André Heller Festival: Hind Ennaira, Gnawa musician and Gimbri player.André Heller Festival: Hind Ennaira, Gnawa musician and Gimbri player.

Hind Ennaira, Gnawa musician and Gimbri player.

(Photo: Georg Wendt/dpa)

The Pakistani Qawwali, which Nusrat Fateh Ali Khan, who died in 1997, developed, among other things, through his collaboration with Peter Gabriel and Massive attack also made him famous in the West. Fareed Ayaz, Abu Muhammad Qawwal and their musical brotherhood celebrated this strongly rhythmic call-and-response music, which is played while sitting with harmonium and percussion, as a furious sermon of short melodies, during which they met the over 2000 visitors in the hall several times to sing praises to Allah in many voices. Probably without them noticing.

This is how the seducer André Heller plays with the audience. But he pays attention to balance. As the festival format continues, which in previous years has already been dedicated to the composer John Zorn, the guitarist Bill Frisell and the singer Angélique Kidjo, Heller will also show a “kaleidoscope of Jewish singing traditions” with the Brooklyn Cantors, the Voices of Yemen and the Piyut Ensemble as well as concerts with music of African roots, including Angélique Kidjo and the Soweto Gospel Choir. This means that all Abrahamic religions will be united with musical prayers.

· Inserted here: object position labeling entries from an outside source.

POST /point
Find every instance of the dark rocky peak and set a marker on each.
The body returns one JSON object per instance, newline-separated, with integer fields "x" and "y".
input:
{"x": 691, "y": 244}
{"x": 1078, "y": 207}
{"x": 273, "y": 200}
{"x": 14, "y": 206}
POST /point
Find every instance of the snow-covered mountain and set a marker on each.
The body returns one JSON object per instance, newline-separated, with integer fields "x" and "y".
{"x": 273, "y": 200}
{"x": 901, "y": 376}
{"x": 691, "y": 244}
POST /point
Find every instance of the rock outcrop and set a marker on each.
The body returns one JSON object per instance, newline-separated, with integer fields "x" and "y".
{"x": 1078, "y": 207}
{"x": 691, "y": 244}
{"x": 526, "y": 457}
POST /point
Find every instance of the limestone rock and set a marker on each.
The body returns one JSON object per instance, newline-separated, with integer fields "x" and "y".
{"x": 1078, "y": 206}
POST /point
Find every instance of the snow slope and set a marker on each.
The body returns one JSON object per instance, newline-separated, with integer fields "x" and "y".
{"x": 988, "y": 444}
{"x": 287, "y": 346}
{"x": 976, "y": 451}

Finally, the film series “André Heller’s Human Children” accompanies the reflected friendship with the stranger. The program, which also interviews Andrea Breth, Christoph Ransmayr and Sophie Freud, started with the soprano Jessye Norman, who died in 2019. Filmed in 2005 in Yves Saint Laurent’s paradise garden Majorelle and the Ksar Char-Bagh palace in Marrakech, in which Norman looks like a pharaoh, she talks about her life and music.

The conversation ranges from her childhood in racist Georgia and her parents’ fight in the civil rights movement to her meteoric rise as a student and even arguments about the right tempo with a conductor. But her love for “Mr. Bean”, in which she laughs freely, her “pawing like a horse in the box” before every performance and the sincere lack of understanding why racism and aggressive moral codes have to exist are also part of the portrait. And this triad of humor, energy and a critical look at the human inability to “be and let be” sums up the intention of Heller’s festival dream: to simply let the strange feeling of strangers be strange.